In her most recent works, Aoshima looks past the disasters, past the end of the world. Reviving the premodern concept of history as cyclical (rather than linear and progressive), her imagery moves through the phases of urbanism or decadent civilization and the apocalypse to the rebirth of a fresh and innocent planet.
In Graveheads, 2005, dark clouds converge on a crowded conglomeration of gravestones that resembles a city skyline and rain down blood; the clouds then disappear, leaving a rainbow behind. Less harsh in tone, the lovely animation City Glow, 2005 describes a city, its skyscrapers imagined as sinuous female figures twinkilng with lights, overtaken by a lush, primordial jungle.

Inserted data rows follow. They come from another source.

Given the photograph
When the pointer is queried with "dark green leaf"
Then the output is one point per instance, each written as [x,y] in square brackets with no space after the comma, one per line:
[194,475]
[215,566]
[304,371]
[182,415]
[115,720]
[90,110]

In an interview, Aoshima described a similar romantic vision: “To imagine (the city) all rotted away, overgrown with trees and weeds, is also really fun! For example, being in Shibuya at dawn when there are no people reminds me of a world where humans have perished. Like cities that met their downfalls in the past, our city shall too sometime be gone. Thinking of this makes me feel like a part of cosmic history. No matter how selfishly we live this life, we are still in the end part of nature, and no matter how we resist, we are still powerless.”
Casting the collapse of present civlization as natural, part of an inevitable cycle that underlines the passive quality of contemporay identity identity that Murakami and others have noted. It seems to remove the political quality of current conditions like global warming, leaving the individual resigned to what must come. The distanced, cool effect of some of Aoshima’s works seem to endorse the aestheticization of disaster, the idea that it is there for contemplation and even appreciation; as Aoshima puts it, “I would at least like to see with my own eyes what this society will look like as it crumbles away.”